桜の木もすっかり葉っぱが茂り、晴れた日は若葉がキラキラと光に反射して、まぶしい季節なりました。そんなすがすがしい時期に始まった朝ドラ「ひよっこ」を楽しみに観ています。時代設定が1960年代からとあって、高度成長期のがむしゃらっぷりが、画面から伝わってきます。当時の出来事も、記録映像やナレーション、字幕ですくい上げていて、その時代に生まれていなくても追体験できて勉強になります。
今週からは、主人公みね子ちゃんの集団就職での上京後の展開で、ストーリーもますますおもしろくなりそう。岡田惠和さんの脚本は、深い人間愛を感じますね。おっちょこちょいで愛らしかったり、頑固だけどふとした時にやさしさが見えたり。

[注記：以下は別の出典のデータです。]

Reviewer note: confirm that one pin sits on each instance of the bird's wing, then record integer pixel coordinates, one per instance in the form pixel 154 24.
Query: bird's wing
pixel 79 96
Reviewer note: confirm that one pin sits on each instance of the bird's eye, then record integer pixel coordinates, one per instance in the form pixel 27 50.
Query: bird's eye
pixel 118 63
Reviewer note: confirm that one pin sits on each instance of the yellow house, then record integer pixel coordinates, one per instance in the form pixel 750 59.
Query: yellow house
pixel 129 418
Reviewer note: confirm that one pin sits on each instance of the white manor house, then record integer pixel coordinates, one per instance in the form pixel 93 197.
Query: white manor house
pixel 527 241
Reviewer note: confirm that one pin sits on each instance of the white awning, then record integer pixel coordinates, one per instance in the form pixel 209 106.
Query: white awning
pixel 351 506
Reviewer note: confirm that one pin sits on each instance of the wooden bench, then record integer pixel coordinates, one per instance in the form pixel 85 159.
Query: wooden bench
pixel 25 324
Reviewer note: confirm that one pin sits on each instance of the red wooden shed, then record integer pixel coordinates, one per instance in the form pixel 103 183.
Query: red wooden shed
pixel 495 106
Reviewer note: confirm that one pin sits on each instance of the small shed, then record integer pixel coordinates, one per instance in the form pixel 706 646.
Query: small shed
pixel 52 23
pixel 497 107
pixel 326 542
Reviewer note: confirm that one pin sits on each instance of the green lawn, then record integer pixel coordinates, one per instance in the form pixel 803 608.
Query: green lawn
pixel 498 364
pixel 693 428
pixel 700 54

ラジオもいいんですよね。
さて今週ドラマで描かれている1965年(昭和40年)6月、ヤエチカは誕生しました。最初は、今の八重洲地下1番と2番通り沿いの部分(地上で言うと八重洲通りの下)が出来上がりました。
その後、駅側の外堀地下1~3番通り沿いの部分の地下街ができて1969(昭和44年)2月にグランドオープンしました。外堀通りには、当時路面電車の都電が走っていたため、夜間作業で工事をして、昼間は仮の路面に復旧する、という手間のかかる工程でした。
004

戦後復興から20年、道路も建物も、どんどん造られていった時期、ヤエチカと同級生のビルには、有楽町の交通会館があります。地下街では、前年に池袋ショッピングパークとザ・ダイヤモンド(横浜・現ジョイナス)、同年にさんちか(神戸)、翌年に小田急エース(新宿)ドーチカ(大阪)など相次いで開業しています。

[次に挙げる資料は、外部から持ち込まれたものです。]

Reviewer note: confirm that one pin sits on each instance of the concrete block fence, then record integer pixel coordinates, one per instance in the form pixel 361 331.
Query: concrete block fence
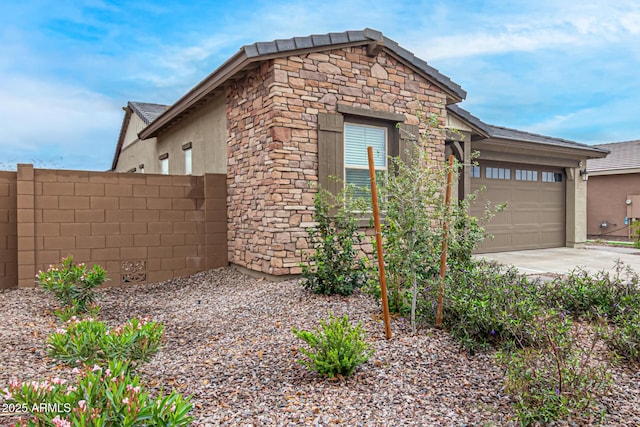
pixel 139 227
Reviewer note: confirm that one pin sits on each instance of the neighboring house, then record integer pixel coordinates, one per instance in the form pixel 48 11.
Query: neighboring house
pixel 132 155
pixel 613 200
pixel 280 115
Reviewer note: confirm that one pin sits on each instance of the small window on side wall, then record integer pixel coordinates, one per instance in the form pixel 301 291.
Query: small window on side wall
pixel 188 160
pixel 356 163
pixel 164 164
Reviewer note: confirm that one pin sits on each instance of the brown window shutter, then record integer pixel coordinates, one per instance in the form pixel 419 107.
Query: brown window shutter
pixel 409 138
pixel 331 151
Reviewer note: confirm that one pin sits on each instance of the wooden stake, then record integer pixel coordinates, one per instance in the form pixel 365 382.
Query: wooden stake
pixel 376 221
pixel 445 233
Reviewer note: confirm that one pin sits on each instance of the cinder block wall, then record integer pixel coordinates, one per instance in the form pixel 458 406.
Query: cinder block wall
pixel 139 227
pixel 8 231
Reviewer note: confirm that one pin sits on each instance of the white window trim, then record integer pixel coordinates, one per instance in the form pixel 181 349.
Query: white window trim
pixel 164 164
pixel 359 167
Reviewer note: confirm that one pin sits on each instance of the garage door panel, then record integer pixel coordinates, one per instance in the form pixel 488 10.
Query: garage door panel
pixel 502 219
pixel 548 217
pixel 524 196
pixel 526 217
pixel 553 237
pixel 501 241
pixel 527 239
pixel 534 216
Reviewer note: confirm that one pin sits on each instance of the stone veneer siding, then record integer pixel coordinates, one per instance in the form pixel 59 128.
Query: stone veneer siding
pixel 272 122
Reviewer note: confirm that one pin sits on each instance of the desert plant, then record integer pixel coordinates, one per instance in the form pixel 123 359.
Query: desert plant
pixel 486 304
pixel 100 396
pixel 91 341
pixel 559 377
pixel 335 348
pixel 71 284
pixel 624 336
pixel 334 267
pixel 593 295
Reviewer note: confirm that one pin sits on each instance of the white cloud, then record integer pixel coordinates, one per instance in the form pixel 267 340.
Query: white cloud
pixel 562 25
pixel 44 122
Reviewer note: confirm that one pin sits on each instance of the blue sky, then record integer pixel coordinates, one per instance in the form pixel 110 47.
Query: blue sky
pixel 564 68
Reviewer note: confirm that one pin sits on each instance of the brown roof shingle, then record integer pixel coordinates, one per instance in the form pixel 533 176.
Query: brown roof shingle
pixel 623 155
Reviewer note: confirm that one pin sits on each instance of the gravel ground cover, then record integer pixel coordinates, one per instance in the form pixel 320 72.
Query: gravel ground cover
pixel 228 343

1964年、開業の前年には東京都における自動車の数が、5年前の倍となる百万台を突破したとのこと。都心の勤労人口の増加と、自動車の増加による過密を整理するためにも、地下街と、そのさらに地下にある駐車場が誕生した意義は大きかったのでしょう。地下を掘ることによる立体化、先人たちの苦労がしのばれます。

開業から半世紀以上が過ぎ、2回めの東京オリンピックが近づく今、ヤエチカの存在をいま一度見つめ直して、その魅力を発信していこうと、思いを新たにしたところです。朝ドラから派生して、広報担当による、ただの宣誓文になってしまいました。そうこうしているうちに、夏がやってきます。周辺ではビルの建て替えが始まります。時に昔を振り返りながら、移ろう時代も季節も丸ごと楽しみましょう!